Home > Politik

Pesan Pilkada: Waspada dengan Calon yang Hobi Survei dan Pencitraan

Coba perhatikan penampilan para calon kepala daerah yang menonjol bukan karena gagasan atau program kerja, melainkan karena citra yang mereka ciptakan melalui media massa, media sosial, iklan, dan perangkat komunikasi politik lainnya.

Ilustrasi kampanye. (FOTO: pixabay.com)
Ilustrasi kampanye. (FOTO: pixabay.com)

Menurut Anang Anas dalam “Komunikasi Politik untuk Pencitraan Konsep, Strategi dan Pencitraan Politik” (2017), pencitraan yang awalnya identik dengan kegiatan kehumasan (public relations) dalam dunia bisnis, bergeser pada kegiatan politik, sehingga dinamika perpolitikan erat dengan istilah pencitraan. Salah satu tujuan komunikasi politik adalah membentuk citra yang baik pada khalayak. Citra terbentuk berdasarkan informasi yang diterima, baik langsung maupun tidak langsung, misalnya dari media.

“Pencitraan berasal dari kata citra yang didefinisikan para pakar secara berbeda-beda dan pada hakikatnya sama maknanya”, tulis Anang Anas. Pemaknaan citra merupakan hal yang abstrak, karena citra tidak dapat diukur secara sistematis meskipun wujudnya dapat dirasakan baik positif maupun negatif. Penerimaan dan tanggapan, baik positif maupun negatif tersebut datang dari publik atau khalayak. Citra terbentuk sebagai akumulasi dari tindakan maupun perilaku individu yang kemudian mengalami suatu proses untuk terbentuknya opini publik yang luas.

Citra dan pencitraan, menurut Yasraf Amir Piliang seorang pemikir sosial dan kebudayaan dalam “Pasar Bebas Politik” (2012), yang sejatinya merupakan cara kerja kapitalisme kini jadi cara kerja politik demokratis. Akibatnya, strategi pengemasan, pencitraan, hiburan, seduksi, sensualisme, eye catching, dan simulasi kini jadi ”bahasa politik”.

Arie Sujito dalam “Pencitraan dan Emansipasi Pemilih” (2013) melengkapi dengan pernyataan, “Politik pencitraan ada yang berbasis survei”. Politik pencitraan model yang satu ini populer di Indonesia karena dua hal.

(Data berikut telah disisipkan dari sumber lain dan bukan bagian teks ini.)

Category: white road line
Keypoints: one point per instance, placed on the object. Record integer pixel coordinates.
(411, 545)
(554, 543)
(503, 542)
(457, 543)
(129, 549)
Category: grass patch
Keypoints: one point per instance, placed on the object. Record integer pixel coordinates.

Pertama, kemampuan rekayasa dan analisis olah realitas melalui ”angka”, seperti produk survei dan polling atas suatu kandidat. Kedua, pemanfaatan media massa yang masif dengan membangun citra, mampu merebut ruang ”diskursus”.

“Politik pencitraan berbasis survei biasanya juga mengandalkan bumbu analisis bombastis, melampaui realitas sesungguhnya. Cara semacam itu masih terus digandrungi banyak politisi dan tim sukses dalam meraup dukungan dalam elektoral”, tulis Sosiolog dari UGM.